Concernant les autres organisations internationales, tels le FMI ou la Banque
Mondiale, ceux-ci sont également contrôlés par les grandes puissances, notamment
occidentales, et le poids décisionnel d'un pays au sein de ces organisations est
déterminé par sa puissance économique. Encore une fois, les pays du Tiers-monde
n'y ont donc que très peu d'influence, même si ils ont besoin du soutien de ces
organismes, notamment en matière d'aide au développement.

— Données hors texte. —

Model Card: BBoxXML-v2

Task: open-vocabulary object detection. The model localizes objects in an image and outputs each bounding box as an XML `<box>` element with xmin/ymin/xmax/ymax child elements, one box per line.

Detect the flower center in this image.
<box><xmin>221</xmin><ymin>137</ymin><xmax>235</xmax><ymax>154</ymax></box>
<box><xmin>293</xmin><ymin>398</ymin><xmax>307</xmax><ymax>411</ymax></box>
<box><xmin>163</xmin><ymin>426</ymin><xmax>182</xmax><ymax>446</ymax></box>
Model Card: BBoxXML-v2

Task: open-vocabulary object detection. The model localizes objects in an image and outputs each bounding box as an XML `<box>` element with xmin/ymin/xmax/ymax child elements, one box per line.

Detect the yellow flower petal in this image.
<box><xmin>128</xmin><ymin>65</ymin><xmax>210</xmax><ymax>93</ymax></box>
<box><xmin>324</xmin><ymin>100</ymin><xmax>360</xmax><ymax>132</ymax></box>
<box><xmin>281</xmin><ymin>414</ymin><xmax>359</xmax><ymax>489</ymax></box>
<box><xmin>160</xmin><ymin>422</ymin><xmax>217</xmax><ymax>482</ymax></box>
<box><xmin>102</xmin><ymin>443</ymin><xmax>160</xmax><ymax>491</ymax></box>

V/ Trouver sa place dans la mondialisation
1) Développer une économie compétitive
La plupart des pays anciennement colonisés présentent toujours des économies
fragiles. En raison de l’instabilité politique et du cercle vicieux de la pauvreté dans
lequel certains pays se trouvent, et duquel ils ont beaucoup de mal à s'extraire, le
développement économique est impossible. De plus, malgré le fait que beaucoup
de ces pays possèdent d'importantes ressources naturelles (énergies, minerais,
etc...) et agricoles, celles-ci sont écoulées sur les marchés à prix cassé. Ce
phénomène est d'une part lié au fait que ce sont les marchés eux-mêmes qui fixent
les prix, et d'autre part au manque de coordination des pays producteurs sur une
harmonisation des tarifs. Certains pays ont pourtant su s'organiser, comme c'est le
cas des pays producteurs de pétrole, qui ont créé l'OPEP (Organisation des Pays
Exportateurs de Pétrole) en 1960.
De ce fait, certains pays en difficulté sont minés par une économie parallèle, dite
« grise », beaucoup plus lucrative car trafiquant dans l’illégalité (produits de
contrefaçon, drogues, etc...).
2) Gérer le paramètre humain
Le facteur humain est également problématique pour ces pays en voie de
développement. En effet, la formation des élites à l’étranger ne s'accompagne pas
toujours de leur retour au pays, et on assiste ainsi à une importante fuite des
cerveaux en direction de pays plus attractifs. Cette fuite concerne également les
non-diplômés, qui tentent de trouver ailleurs un meilleur avenir, souvent
illégalement.
Pour pallier cette fuite, les pays en voie de développement tentent d'attirer les
investisseurs étrangers, qui ouvrent des usines sur leur sol et proposent une
embauche pour les personnes peu qualifiées (surtout en Asie).